I left for my supper break while KC was enjoying his supper, showing a good appetite. When I
came back on Unit 53, I was informed by my fellow student nurse JO that KC had fallen when
we were off Unit 53. JOs patient and my patient were both in room 53-4. JOs patient had
witnessed KC falling backwards as KC came off the toilet and started to move back to his bed
unassisted. I am uncertain which staff members responded to KC or what happened while on
supper break. When I came to the room to check how KC was doing, the patient was resting in
semi-Fowlers in his bed with a startled look on his face. KC reported he fell mostly on his bum
and that he hit the back of his head on the hard floor. When I asked KC why he did not pull the
call bell for help to go to the toilet or to get off the toilet, KC had no explanation. I said that he
would probably find some bruises on his body the next day caused by the fall. I then asked if he
noticed any lumps forming on the back of his head and he answered no. KC also said that a Dr.

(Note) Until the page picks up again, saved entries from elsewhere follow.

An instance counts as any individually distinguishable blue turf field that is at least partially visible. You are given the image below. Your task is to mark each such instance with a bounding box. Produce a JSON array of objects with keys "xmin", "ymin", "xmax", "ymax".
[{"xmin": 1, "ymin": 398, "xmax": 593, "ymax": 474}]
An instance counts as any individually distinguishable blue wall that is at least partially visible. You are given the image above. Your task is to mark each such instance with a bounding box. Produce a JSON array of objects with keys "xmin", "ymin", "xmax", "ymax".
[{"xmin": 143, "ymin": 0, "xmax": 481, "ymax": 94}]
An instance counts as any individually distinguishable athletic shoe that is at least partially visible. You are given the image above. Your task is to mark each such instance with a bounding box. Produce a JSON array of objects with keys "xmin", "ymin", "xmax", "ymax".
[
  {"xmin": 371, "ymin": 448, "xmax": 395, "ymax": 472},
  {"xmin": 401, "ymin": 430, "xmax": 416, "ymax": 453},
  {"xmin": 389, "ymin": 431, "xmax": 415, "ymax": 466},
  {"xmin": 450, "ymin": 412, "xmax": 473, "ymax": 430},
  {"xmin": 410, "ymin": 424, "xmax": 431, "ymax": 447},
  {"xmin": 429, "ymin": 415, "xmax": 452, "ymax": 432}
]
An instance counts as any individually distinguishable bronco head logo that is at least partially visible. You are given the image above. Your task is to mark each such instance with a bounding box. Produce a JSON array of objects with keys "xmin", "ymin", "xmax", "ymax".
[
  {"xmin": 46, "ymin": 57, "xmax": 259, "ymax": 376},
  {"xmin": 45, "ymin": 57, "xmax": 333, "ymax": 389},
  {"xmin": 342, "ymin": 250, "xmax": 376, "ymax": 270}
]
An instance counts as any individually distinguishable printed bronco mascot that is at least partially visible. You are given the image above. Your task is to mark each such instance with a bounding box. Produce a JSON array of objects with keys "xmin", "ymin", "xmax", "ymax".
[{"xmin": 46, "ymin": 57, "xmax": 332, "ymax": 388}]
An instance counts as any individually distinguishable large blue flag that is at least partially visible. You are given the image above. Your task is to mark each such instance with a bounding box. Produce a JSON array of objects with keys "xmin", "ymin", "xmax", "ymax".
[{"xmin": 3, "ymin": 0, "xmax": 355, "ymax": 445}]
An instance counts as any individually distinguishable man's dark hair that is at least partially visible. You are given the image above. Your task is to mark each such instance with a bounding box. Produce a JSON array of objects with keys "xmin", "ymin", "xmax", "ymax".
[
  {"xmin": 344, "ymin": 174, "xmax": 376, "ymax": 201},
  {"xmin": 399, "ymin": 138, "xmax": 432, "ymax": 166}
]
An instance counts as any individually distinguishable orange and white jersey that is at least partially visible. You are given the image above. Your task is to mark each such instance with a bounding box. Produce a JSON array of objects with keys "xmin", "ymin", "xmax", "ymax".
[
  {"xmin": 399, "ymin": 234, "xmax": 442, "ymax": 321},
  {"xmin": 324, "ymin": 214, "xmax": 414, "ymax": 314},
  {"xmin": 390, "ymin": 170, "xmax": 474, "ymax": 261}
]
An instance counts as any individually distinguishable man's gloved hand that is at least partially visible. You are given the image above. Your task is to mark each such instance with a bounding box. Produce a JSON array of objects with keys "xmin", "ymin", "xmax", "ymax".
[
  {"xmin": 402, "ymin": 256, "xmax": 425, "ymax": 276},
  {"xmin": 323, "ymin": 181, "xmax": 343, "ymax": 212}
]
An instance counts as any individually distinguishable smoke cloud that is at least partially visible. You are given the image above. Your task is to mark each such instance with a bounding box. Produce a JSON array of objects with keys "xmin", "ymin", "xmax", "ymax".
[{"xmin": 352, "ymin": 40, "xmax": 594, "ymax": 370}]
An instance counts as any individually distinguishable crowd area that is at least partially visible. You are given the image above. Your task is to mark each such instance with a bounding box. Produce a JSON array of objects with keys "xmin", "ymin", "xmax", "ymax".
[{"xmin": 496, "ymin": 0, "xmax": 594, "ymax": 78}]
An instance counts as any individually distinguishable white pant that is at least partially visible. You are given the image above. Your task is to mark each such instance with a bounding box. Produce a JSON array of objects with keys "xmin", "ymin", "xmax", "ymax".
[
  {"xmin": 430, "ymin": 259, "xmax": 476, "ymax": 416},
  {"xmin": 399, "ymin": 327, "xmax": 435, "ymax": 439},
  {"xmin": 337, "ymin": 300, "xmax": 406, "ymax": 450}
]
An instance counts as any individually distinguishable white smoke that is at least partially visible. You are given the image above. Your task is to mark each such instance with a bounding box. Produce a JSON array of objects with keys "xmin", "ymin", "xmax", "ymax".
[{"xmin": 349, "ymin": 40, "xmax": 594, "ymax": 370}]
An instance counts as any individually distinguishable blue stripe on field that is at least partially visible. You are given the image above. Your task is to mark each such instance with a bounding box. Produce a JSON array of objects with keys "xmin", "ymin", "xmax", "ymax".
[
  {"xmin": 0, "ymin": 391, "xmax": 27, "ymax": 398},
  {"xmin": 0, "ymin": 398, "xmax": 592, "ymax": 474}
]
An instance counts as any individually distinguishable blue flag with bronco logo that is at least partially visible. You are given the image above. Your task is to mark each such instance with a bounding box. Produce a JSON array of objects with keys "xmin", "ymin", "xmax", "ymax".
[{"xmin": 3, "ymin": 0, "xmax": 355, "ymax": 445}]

had checked him out after the fall. I reminded KC to please use the call bell for staff assistance
when he needs to get out of bed and then I made sure that the call bell was within reach. The
bed rails were up X4 and the bed was in the lowest position. My role in this situation was to
reinforce with KC that he must rely on staff to help mobilize when getting out of bed.

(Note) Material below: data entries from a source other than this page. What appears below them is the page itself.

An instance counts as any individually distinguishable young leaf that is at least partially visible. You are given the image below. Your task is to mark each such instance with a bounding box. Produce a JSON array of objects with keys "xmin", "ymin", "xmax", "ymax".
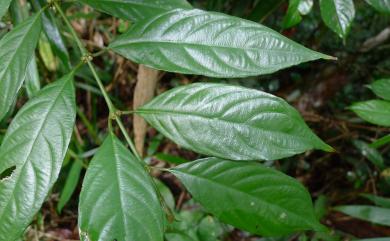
[
  {"xmin": 335, "ymin": 205, "xmax": 390, "ymax": 226},
  {"xmin": 350, "ymin": 100, "xmax": 390, "ymax": 127},
  {"xmin": 137, "ymin": 83, "xmax": 333, "ymax": 161},
  {"xmin": 366, "ymin": 0, "xmax": 390, "ymax": 14},
  {"xmin": 78, "ymin": 0, "xmax": 192, "ymax": 22},
  {"xmin": 0, "ymin": 73, "xmax": 76, "ymax": 240},
  {"xmin": 320, "ymin": 0, "xmax": 355, "ymax": 39},
  {"xmin": 110, "ymin": 9, "xmax": 333, "ymax": 78},
  {"xmin": 282, "ymin": 0, "xmax": 302, "ymax": 29},
  {"xmin": 170, "ymin": 158, "xmax": 325, "ymax": 236},
  {"xmin": 0, "ymin": 13, "xmax": 42, "ymax": 121},
  {"xmin": 0, "ymin": 0, "xmax": 12, "ymax": 19},
  {"xmin": 79, "ymin": 133, "xmax": 165, "ymax": 241},
  {"xmin": 370, "ymin": 78, "xmax": 390, "ymax": 101}
]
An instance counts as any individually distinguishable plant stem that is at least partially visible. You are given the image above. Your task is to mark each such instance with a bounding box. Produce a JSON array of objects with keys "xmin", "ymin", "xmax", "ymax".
[{"xmin": 54, "ymin": 1, "xmax": 143, "ymax": 163}]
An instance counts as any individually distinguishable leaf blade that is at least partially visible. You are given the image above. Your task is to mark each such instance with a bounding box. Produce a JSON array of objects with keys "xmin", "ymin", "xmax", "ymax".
[
  {"xmin": 0, "ymin": 0, "xmax": 12, "ymax": 19},
  {"xmin": 0, "ymin": 13, "xmax": 42, "ymax": 121},
  {"xmin": 78, "ymin": 133, "xmax": 165, "ymax": 241},
  {"xmin": 170, "ymin": 158, "xmax": 324, "ymax": 236},
  {"xmin": 78, "ymin": 0, "xmax": 192, "ymax": 22},
  {"xmin": 0, "ymin": 73, "xmax": 76, "ymax": 240},
  {"xmin": 370, "ymin": 78, "xmax": 390, "ymax": 101},
  {"xmin": 137, "ymin": 83, "xmax": 332, "ymax": 161},
  {"xmin": 350, "ymin": 99, "xmax": 390, "ymax": 127},
  {"xmin": 110, "ymin": 9, "xmax": 333, "ymax": 78},
  {"xmin": 320, "ymin": 0, "xmax": 355, "ymax": 39},
  {"xmin": 366, "ymin": 0, "xmax": 390, "ymax": 14},
  {"xmin": 335, "ymin": 205, "xmax": 390, "ymax": 226}
]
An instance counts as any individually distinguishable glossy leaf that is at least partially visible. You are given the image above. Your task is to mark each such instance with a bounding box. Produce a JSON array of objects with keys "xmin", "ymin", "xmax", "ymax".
[
  {"xmin": 282, "ymin": 0, "xmax": 302, "ymax": 29},
  {"xmin": 78, "ymin": 0, "xmax": 192, "ymax": 22},
  {"xmin": 320, "ymin": 0, "xmax": 355, "ymax": 39},
  {"xmin": 137, "ymin": 83, "xmax": 333, "ymax": 161},
  {"xmin": 361, "ymin": 194, "xmax": 390, "ymax": 209},
  {"xmin": 350, "ymin": 100, "xmax": 390, "ymax": 127},
  {"xmin": 366, "ymin": 0, "xmax": 390, "ymax": 14},
  {"xmin": 370, "ymin": 78, "xmax": 390, "ymax": 101},
  {"xmin": 353, "ymin": 140, "xmax": 385, "ymax": 169},
  {"xmin": 110, "ymin": 9, "xmax": 333, "ymax": 78},
  {"xmin": 0, "ymin": 0, "xmax": 12, "ymax": 20},
  {"xmin": 78, "ymin": 133, "xmax": 165, "ymax": 241},
  {"xmin": 0, "ymin": 73, "xmax": 76, "ymax": 240},
  {"xmin": 170, "ymin": 158, "xmax": 325, "ymax": 236},
  {"xmin": 57, "ymin": 159, "xmax": 83, "ymax": 213},
  {"xmin": 0, "ymin": 13, "xmax": 42, "ymax": 121},
  {"xmin": 298, "ymin": 0, "xmax": 314, "ymax": 15},
  {"xmin": 335, "ymin": 205, "xmax": 390, "ymax": 226}
]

Reflection: I felt shocked that KC had fallen and felt scared for the patient because there was a
possible concussion and bruising on the rest of his body. I started to realize that KC was very
vulnerable to injury and lacked good judgment of his own strength and physical ability. Now I
felt responsible for KC falling while going to the toilet on his own, since I had encouraged KC to
take in more fluids. This caused him to want to urinate more frequently, or so I thought. I felt
guilt because I thought that if I didnt leave him to go on my break, the fall could have been
avoided.
Analysis: A positive aspect of this situation occurred when I was able to encourage KC to take
in more fluids and have him realize that when he is feeling thirsty and has a drink he will feel
better. This helped the patient to feel more in control of his health. This situation was difficult
for me since it showed me that even with positive steps forward, my patient was very frail and
unstable. According to the text, Physical Examination and Health Assessment by Carolyn Jarvis,
an abnormal finding in a patients judgment or an impulsive action can be caused by Alzheimers
disease, schizophrenia or various psychotic conditions. The patient KC is on medication to treat
depression. At the age of 73 it is possible KC is experiencing dementia. I have learned to give
several reminders to the patient about keeping safety in mind by asking for staff assistance when
mobilizing. Problem solving with staff by encouraging the use of the commode instead of
walking to the toilet will minimize fall risks. In a more personal comparison, my father thinks he
is physically capable of climbing on a tall ladder to trim the branches of the neighbours trees.

Diana Holowaychuk

Instructor: Cathy MacDonald

This shows that he has a lack of good judgment of his physical capabilities at the age of 86 years
and can also be a sign of early onset dementia with impulsive actions.
Evaluation: I learned that I cannot always watch over my assigned patient and must rely on
other staff members to cover for me as I will also cover for them when they are on their breaks. I
will realize that what goes in must come out and that I need to offer to toilet my patients
regularly in the future. If this situation occurs again while I am on the Unit, I will follow the
policy and procedure manual and offer any assistance to staff members that I can. This means I
will be familiar with the standard policies and procedures to follow when a patient experiences a
fall, by reading and studying the manual located at the Unit main desk area.